Fifth Cinema, 2018, 56 minutes
In this work Nguyễn interrogates local official histories and external viewpoints on Vietnam, together with the wider ideals of women and men, the role of the artist in society, and the landscape as metaphor. Fifth Cinema begins with a quiet statement “I am a filmmaker, as you know.” That text and what follows, by Māori filmmaker Barry Barclay, who coined the term Fourth Cinema to distinguish Indigenous cinema from the established First, Second, and Third Cinema framework, provides structure to Nguyễn’s hybrid essay film that moves on multiple cinematic and topical terrains. Eschewing voice in favor of the written word, and juxtaposing moving images of the filmmaker’s own daughter with archival images of Vietnamese women seen through the lens of the “ship’s officers,” the film slowly leads the viewer through a narrative of colonialism, indigeneity, and cinematic limitations in representation. The film continues Nguyễn’s practice of combining her own moving images with found footage to create works that confront issues within a specifically Vietnamese context, but that are also universal. Personal accounts, popular movies, government films, news footage, documentary material, home movies sold on eBay, and YouTube videos are interwoven with the artist’s own material in her consideration of how the camera mediates understanding.

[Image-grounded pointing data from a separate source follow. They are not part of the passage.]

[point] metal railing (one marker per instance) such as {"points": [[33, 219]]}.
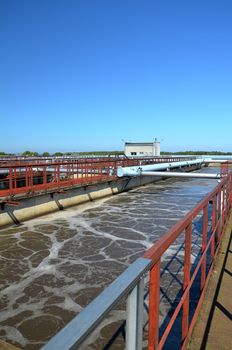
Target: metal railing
{"points": [[24, 177], [213, 212]]}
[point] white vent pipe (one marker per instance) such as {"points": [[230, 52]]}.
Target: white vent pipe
{"points": [[136, 170]]}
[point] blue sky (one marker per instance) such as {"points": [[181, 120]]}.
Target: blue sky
{"points": [[81, 75]]}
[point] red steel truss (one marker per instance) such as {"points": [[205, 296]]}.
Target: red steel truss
{"points": [[27, 177], [215, 209]]}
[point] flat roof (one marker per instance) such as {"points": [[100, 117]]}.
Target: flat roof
{"points": [[140, 143]]}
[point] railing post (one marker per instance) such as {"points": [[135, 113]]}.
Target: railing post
{"points": [[134, 319], [154, 302], [204, 243], [213, 227], [187, 266]]}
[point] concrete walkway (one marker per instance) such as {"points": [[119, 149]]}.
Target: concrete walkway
{"points": [[213, 329]]}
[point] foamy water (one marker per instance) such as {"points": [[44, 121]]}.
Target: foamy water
{"points": [[54, 266]]}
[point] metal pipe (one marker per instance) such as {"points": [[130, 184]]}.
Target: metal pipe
{"points": [[136, 170], [178, 174]]}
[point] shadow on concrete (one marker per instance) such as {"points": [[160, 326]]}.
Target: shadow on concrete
{"points": [[216, 304]]}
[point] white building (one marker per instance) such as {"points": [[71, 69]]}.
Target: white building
{"points": [[142, 148]]}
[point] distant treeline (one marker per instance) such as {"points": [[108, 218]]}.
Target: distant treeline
{"points": [[113, 153], [61, 154]]}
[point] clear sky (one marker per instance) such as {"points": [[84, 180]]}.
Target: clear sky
{"points": [[81, 75]]}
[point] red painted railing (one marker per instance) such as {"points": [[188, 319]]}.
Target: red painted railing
{"points": [[215, 209], [24, 177]]}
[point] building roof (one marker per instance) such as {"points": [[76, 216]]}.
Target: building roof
{"points": [[140, 143]]}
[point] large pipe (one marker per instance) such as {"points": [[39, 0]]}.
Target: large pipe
{"points": [[178, 174], [136, 170]]}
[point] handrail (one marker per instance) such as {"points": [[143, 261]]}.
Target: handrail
{"points": [[131, 282]]}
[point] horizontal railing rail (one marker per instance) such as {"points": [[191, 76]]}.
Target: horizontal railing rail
{"points": [[213, 212]]}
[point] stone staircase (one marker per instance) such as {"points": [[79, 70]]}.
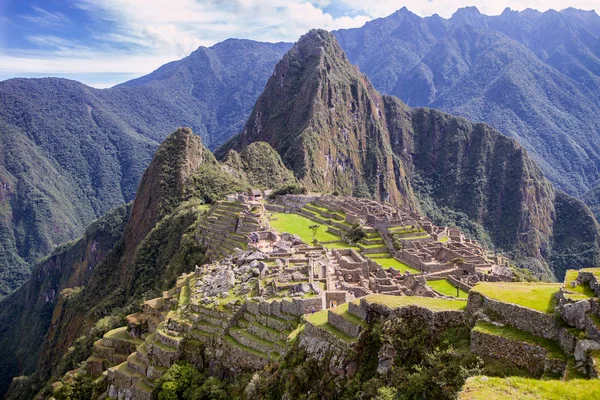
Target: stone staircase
{"points": [[226, 227], [261, 336]]}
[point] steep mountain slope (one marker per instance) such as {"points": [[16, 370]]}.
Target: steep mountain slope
{"points": [[26, 315], [326, 119], [69, 153], [533, 76], [133, 253]]}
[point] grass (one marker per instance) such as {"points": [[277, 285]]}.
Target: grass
{"points": [[489, 388], [536, 296], [340, 245], [121, 334], [579, 292], [247, 349], [292, 336], [298, 225], [319, 319], [343, 312], [392, 262], [445, 287], [184, 296], [425, 302], [509, 332]]}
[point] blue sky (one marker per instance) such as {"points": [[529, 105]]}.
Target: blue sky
{"points": [[104, 42]]}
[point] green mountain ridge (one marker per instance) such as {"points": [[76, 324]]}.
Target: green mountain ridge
{"points": [[70, 153], [338, 123]]}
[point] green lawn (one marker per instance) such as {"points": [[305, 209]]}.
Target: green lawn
{"points": [[343, 312], [509, 332], [392, 262], [490, 388], [537, 296], [433, 304], [298, 225], [445, 287]]}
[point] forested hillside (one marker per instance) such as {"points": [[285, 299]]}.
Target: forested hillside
{"points": [[533, 76], [69, 153]]}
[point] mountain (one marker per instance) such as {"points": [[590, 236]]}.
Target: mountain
{"points": [[133, 253], [440, 164], [533, 76], [69, 153], [337, 133]]}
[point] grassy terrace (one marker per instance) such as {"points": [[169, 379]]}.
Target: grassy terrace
{"points": [[298, 225], [490, 388], [121, 334], [445, 287], [536, 296], [343, 312], [579, 292], [387, 262], [554, 350], [425, 302], [247, 349], [319, 319]]}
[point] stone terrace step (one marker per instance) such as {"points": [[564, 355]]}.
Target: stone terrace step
{"points": [[266, 332], [345, 321], [233, 342], [536, 354], [251, 340]]}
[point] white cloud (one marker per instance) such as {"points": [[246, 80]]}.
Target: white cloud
{"points": [[446, 8], [158, 31]]}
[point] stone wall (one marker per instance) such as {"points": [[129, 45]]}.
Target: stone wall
{"points": [[343, 324], [524, 355], [438, 320], [532, 321]]}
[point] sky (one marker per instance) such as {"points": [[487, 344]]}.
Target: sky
{"points": [[105, 42]]}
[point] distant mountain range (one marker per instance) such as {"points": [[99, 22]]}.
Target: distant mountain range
{"points": [[69, 152], [319, 122], [533, 76]]}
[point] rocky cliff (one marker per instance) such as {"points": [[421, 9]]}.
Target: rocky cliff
{"points": [[337, 133], [327, 122]]}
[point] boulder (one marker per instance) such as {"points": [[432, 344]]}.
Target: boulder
{"points": [[583, 346], [574, 314]]}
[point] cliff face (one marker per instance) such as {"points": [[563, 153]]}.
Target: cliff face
{"points": [[327, 122], [26, 315], [474, 169], [163, 184], [337, 133], [260, 165]]}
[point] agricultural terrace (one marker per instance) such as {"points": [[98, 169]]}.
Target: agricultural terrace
{"points": [[488, 388], [433, 304], [299, 225], [536, 296], [444, 287]]}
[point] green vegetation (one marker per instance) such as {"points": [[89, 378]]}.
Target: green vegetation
{"points": [[184, 381], [444, 286], [299, 225], [288, 189], [579, 292], [487, 388], [433, 304], [509, 332], [537, 296], [319, 319], [387, 262], [342, 311]]}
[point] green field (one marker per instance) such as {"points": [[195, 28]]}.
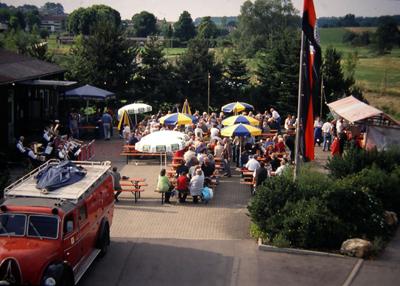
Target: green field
{"points": [[378, 76]]}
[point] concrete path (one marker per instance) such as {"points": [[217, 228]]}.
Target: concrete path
{"points": [[154, 244], [186, 244]]}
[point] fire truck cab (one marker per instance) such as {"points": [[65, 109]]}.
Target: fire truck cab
{"points": [[52, 237]]}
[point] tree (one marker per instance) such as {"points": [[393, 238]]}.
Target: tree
{"points": [[261, 23], [184, 27], [235, 76], [32, 18], [387, 35], [104, 59], [335, 85], [153, 79], [51, 8], [166, 29], [82, 20], [144, 24], [207, 29], [278, 73], [192, 74]]}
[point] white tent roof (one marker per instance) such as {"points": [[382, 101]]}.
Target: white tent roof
{"points": [[352, 109]]}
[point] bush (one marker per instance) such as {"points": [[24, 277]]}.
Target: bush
{"points": [[354, 160], [270, 199], [382, 185], [360, 211], [309, 224], [320, 213]]}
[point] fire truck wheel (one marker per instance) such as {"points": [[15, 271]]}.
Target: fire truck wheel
{"points": [[67, 279], [104, 238]]}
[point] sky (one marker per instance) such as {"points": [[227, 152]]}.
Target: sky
{"points": [[171, 9]]}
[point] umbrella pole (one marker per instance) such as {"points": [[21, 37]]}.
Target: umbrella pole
{"points": [[240, 153], [86, 111]]}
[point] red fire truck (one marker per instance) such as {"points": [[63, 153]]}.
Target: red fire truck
{"points": [[51, 237]]}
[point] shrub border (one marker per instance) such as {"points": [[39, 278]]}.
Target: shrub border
{"points": [[271, 248]]}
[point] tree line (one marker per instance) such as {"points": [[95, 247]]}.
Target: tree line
{"points": [[107, 58], [350, 20], [258, 62], [383, 40]]}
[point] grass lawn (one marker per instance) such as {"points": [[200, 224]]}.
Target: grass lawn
{"points": [[378, 76], [173, 52]]}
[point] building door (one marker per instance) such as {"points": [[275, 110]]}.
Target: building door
{"points": [[10, 114]]}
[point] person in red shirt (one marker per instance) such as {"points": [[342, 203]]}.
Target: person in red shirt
{"points": [[182, 186]]}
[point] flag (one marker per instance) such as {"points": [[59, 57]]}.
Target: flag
{"points": [[311, 78], [186, 108]]}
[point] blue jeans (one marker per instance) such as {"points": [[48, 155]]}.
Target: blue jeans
{"points": [[107, 130], [327, 141]]}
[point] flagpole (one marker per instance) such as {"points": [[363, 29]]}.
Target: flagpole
{"points": [[300, 94]]}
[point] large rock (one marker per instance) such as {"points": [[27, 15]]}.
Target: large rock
{"points": [[356, 247], [391, 218]]}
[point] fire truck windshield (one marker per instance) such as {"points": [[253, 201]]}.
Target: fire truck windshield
{"points": [[12, 224]]}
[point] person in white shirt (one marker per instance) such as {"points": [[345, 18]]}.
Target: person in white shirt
{"points": [[126, 132], [189, 154], [327, 133], [196, 185], [339, 126], [288, 122], [214, 132], [281, 168], [275, 115], [198, 132], [252, 164], [318, 131], [218, 150], [46, 135], [20, 145]]}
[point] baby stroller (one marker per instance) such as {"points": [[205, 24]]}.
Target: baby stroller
{"points": [[318, 136], [206, 194]]}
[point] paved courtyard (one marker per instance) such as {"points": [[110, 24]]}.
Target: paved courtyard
{"points": [[186, 244]]}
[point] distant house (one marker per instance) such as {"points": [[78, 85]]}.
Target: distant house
{"points": [[3, 27], [53, 23], [29, 90]]}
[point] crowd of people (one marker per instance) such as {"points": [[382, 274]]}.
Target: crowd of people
{"points": [[52, 144], [334, 134], [206, 148]]}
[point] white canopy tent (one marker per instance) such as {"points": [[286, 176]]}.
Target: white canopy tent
{"points": [[134, 108], [381, 131], [162, 142]]}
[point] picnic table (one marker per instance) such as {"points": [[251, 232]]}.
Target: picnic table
{"points": [[130, 151], [133, 185]]}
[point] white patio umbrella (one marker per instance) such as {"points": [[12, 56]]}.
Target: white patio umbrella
{"points": [[162, 142], [134, 108]]}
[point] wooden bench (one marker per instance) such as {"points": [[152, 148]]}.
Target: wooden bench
{"points": [[162, 195], [137, 154], [135, 191]]}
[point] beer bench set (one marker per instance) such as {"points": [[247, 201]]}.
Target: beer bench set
{"points": [[130, 151], [133, 186], [171, 173]]}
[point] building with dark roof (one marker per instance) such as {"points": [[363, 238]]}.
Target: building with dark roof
{"points": [[53, 23], [29, 95]]}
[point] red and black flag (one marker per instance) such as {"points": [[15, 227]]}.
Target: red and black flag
{"points": [[311, 78]]}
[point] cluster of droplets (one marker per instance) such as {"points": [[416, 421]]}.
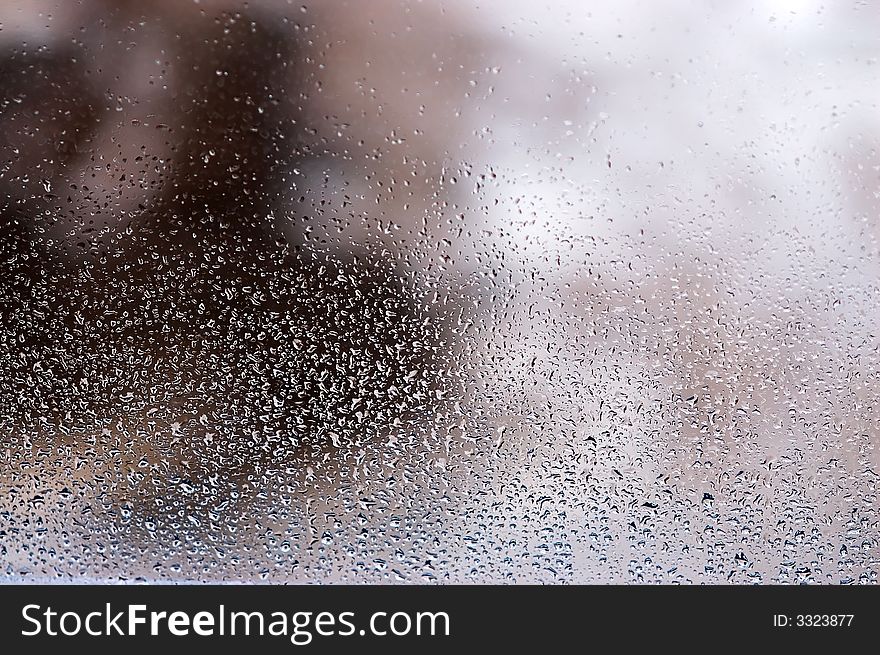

I Died for Beauty, 2012, 8 minutes
Set in a factory in Asia during an undefined celebration event, Europeans in suits are seen in long wandering shots as they greet one another, shake hands discreetly, and look about themselves expectantly. Further into this ambiguous opening, and propelled by classical Western opera and symphonic orchestrations, Asian workers are observed putting finishing touches of paint and polish onto gleaming surfaces of what will soon be on display in motorbike showrooms. The images and music are sharply punctuated by the abrupt and raw intrusions of live factory sounds that conclude in a jarring visual exclamation, exhuming the verses of an Emily Dickinson poem and laying them out in a contemporary and globalized context.

Watch the films here.

About the artist
Nguyễn Trinh Thi is a Hanoi-based filmmaker and artist, and a founder of the documentary video organization DocLab in Hanoi. In her films and installations Nguyễn examines issues concerning society and history—especially the complex traumatic history of her home country Vietnam and its after-effects in the present. Nguyen uses montage to compose her work, drawing on different image media from her own audio and visual recordings to found footage and still images from postcards, photography, newsreels, Hollywood films, and ethnographic footage. 

About the series 
e-flux Video & Film: Staff Picks is a monthly streaming series of staff picks and recommended videos designed to disrupt the monotony of an algorithm. Before the end times of big data, we used to discover suggested content along dusty shelves in video rental stores, where Post-it notes scribbled by shift workers implored us to experience the same movies that made them guffaw, scream, or weep. Sometimes the content bored us, sometimes it overwhelmed us, and sometimes, as if by magic, it was just right. e-flux invites you to relive this rental store mode of perusal, with personalized picks curated through judgment that does not take into consideration your viewing history.